A survey of 1,884 members found more than 80 per cent would not set up one of these so-called ‘insistent client’ transfers if they thought the process not in the best financial interest of the client.
Just 16 per cent said they would consider executing a transfer in line with Financial Conduct Authority guidelines, with only 1 per cent agreeing to do so on the basis of not wishing to turn a client away and into the unregulated advice arena.
Only 2 per cent of all the advisers surveyed would comply with a client’s wishes whatever the financial outcome, in support of the new pension freedoms.
Earlier this year, the regulator outlined the three steps advisers must take when encountering a client that insists on transferring their pension pot, which included proper documentation of the decision.
Late last month, the FCA’s manager for retail investment themes Ritchie Thomson noted the insistent client issue was still an open question and something the regulator is looking at.
PFS chief executive Keith Richards commented pension transfers can be a complex area of advice and not all advisers are suitably qualified in areas such DB schemes, which can include extremely valuable safeguarded benefits which should not be given up lightly.
“In addition, many advisers are wary of what has become known as ‘insistent’ transfers and the so-called ‘insistent’ clients, due to the likelihood of irreversible poor client outcomes and regulatory repercussions.
“The financial adviser community is rightly concerned about the longer term ramifications under the current regulatory guidelines where clients see it is their right to instruct a transfer against professional advice,” he added.

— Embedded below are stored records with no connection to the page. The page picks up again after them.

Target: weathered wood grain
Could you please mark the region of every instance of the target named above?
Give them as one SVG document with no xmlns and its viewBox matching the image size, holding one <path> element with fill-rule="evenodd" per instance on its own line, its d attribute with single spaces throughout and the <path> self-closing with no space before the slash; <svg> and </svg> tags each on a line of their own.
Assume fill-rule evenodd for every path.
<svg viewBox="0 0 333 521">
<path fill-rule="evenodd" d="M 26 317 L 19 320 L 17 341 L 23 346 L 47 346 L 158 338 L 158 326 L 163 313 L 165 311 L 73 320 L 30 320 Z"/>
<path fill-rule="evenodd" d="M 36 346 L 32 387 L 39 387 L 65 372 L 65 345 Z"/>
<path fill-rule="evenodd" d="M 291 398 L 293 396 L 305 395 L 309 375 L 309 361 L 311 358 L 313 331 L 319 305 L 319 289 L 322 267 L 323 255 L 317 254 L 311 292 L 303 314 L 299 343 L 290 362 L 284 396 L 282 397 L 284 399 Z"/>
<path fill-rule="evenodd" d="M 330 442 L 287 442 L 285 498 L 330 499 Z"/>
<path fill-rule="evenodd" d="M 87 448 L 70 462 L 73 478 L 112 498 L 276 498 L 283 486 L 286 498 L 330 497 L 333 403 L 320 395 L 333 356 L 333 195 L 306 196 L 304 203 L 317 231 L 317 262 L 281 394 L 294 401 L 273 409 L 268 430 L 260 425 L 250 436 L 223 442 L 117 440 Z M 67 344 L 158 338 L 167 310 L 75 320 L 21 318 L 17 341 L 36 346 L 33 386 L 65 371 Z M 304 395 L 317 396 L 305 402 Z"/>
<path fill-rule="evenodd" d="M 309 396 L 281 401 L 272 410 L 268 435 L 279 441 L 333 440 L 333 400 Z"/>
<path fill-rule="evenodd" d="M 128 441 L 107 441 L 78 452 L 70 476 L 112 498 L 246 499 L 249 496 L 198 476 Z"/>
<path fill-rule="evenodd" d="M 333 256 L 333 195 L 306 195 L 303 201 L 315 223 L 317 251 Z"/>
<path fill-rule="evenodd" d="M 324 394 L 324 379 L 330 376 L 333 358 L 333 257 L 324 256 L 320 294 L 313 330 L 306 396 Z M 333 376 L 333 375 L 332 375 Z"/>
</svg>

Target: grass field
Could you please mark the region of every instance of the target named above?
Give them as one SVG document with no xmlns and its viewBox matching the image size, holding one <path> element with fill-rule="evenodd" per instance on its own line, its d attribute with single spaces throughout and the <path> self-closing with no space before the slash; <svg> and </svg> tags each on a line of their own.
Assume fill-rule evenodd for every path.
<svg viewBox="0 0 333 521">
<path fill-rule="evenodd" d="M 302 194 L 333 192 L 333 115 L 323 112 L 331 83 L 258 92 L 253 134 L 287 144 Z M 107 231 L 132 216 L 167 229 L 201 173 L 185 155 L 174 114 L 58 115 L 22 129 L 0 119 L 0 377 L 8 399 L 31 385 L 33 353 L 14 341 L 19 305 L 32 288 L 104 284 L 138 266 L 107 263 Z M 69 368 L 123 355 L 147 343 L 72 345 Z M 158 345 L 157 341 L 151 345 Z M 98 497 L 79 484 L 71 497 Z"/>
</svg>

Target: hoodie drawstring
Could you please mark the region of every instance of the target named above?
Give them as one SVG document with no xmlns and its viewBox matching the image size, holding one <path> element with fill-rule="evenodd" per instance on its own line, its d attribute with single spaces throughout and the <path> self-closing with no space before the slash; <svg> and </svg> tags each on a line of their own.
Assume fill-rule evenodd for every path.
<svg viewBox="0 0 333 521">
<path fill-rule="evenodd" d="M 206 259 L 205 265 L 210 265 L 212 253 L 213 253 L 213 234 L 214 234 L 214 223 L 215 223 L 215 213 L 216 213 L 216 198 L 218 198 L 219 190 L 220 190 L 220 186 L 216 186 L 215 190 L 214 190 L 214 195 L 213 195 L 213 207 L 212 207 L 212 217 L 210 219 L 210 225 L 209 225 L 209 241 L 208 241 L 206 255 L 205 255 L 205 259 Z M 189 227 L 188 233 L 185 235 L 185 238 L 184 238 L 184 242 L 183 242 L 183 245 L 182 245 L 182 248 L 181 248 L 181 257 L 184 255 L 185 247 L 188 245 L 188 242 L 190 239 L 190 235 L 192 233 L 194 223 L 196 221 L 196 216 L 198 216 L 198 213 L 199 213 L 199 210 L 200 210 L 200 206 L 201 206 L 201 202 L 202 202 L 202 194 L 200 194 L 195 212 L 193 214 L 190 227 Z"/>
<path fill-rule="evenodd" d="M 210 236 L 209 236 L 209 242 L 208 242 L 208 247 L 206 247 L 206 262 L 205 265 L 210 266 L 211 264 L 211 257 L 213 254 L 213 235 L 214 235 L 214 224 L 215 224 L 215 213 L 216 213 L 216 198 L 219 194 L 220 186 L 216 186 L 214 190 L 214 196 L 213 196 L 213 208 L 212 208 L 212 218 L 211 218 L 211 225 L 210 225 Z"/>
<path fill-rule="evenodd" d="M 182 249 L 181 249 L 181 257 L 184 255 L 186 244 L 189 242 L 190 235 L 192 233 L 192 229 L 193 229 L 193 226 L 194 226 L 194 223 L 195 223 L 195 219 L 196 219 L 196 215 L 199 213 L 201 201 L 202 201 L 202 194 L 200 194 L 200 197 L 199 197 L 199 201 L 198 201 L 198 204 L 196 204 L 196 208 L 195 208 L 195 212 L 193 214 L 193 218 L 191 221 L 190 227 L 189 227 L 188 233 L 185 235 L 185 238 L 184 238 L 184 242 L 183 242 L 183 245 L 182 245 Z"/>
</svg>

The PFS first raised concerns about insistent clients with both the government and Financial Conduct Authority back in March, highlighting the need for greater protection and clarity for the public and the advice profession.
Mr Richards called for urgent change to allow consumers who are insistent on making their own informed decisions to accept the responsibility of doing so.
“Over 50 per cent of our members surveyed have been approached to facilitate DB to DC transfers without advice. Faced with a refusal, clients naturally become angry and confused; frustrated by what they see as a conflicting restriction to prevent them accessing their cash,” he said.
As the recent FTAdviser guide on the subject pointed out, insistent client issues can also have a bearing on the level of professional indemnity insurance advisers have and are able to renew.